Indigenous environalist from Guyana (born 1962)

Jean La Rose (born 6 May 1962) is an Lokono environmentalist and Indigenous rights activist from Georgetown, Guyana. She was awarded the Goldman Environmental Prize in 2002 for her work to halt mining in their territories, to secure local's full rights to their traditional homelands, and to save Guyana's forests.

She is the Executive Director of Amerindian Peoples Association, which was founded in 1991, La Rose joining in 1994. She worked with Oxfam charities for funding.
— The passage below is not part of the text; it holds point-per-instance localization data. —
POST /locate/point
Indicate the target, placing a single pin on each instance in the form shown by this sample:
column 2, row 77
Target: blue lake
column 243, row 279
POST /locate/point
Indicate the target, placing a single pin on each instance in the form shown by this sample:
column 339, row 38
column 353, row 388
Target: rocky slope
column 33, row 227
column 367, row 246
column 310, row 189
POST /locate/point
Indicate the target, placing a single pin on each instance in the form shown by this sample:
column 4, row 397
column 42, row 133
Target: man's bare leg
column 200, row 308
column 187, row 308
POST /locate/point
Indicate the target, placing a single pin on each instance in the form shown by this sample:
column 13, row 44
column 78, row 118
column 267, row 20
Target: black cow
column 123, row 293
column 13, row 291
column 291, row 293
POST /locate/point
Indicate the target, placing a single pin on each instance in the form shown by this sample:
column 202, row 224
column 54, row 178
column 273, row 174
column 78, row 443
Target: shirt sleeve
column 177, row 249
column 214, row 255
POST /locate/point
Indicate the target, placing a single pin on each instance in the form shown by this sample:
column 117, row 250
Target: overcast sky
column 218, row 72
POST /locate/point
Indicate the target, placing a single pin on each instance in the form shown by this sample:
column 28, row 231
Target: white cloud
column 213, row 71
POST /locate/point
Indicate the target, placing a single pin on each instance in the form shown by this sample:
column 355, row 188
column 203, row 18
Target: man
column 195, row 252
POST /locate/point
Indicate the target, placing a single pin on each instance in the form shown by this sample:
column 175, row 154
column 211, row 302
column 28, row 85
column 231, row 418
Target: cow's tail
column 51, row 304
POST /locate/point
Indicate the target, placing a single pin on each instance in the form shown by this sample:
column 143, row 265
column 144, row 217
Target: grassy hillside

According to La Rose, bringing indigenous issues to the national stage is to "preserve the environment in a wholesome way. We want to do our farming yes, We want to preserve our cultural sites. We want to preserve our languages. We can still preserve many of these things if legislation and policy protects us."

== Personal life ==
Born in Guyana's North West district, La Rose attended Rosa Roman Catholic School (Now Santa Rosa Primary) and obtained a scholarship to attend South Georgetown Secondary School, graduating in 1974. She worked at the University of Guyana library, until securing a scholarship to study there for her Bachelor’s Degree in History in 1991. In 1992, she participated in an International Cooperative Human Rights Training Programme, sponsored by the Canadian Human Rights Foundation in Quebec and in 1998 a course on 'Indigenous Rights in the International System', organized by the International Training Centre for Indigenous Peoples in Greenland. These programs gave La Rose insight into the deficiencies of the Amerindian Act for protecting indigenous people.

In Guyana, she coordinated a signature campaign to put a moratorium on timber concessions at a 1994 World Bank Meeting, as well as other efforts in campaigning for "reducing the effect and impact of mining on indigenous communities, reviewing the Amerindian Act, reforming the Constitution of Guyana to include indigenous and environmental rights, renouncing the Beal Aerospace Project in the Waini area, amending the Kaieteur National Park Act to encompass right of occupation and use for Patamona people, and ensuring Amerindian rights in the establishment of protected areas." In 1998, she worked with Amerindian communities to put forth a lawsuit for land titles. Amerindians were granted land under the Constitution of Guyana, however, destructive mining activities adjacent to Amerindian owned lands impact their water supply.

She was elected vice-chairman of the Constitution Reform Commission in 1999 resulting in creation of the Indigenous Peoples Commission and Article 149 G.

In 2017, she worked with Indigenous communities of the greater Caribbean region to form a group similar to Latin American countries.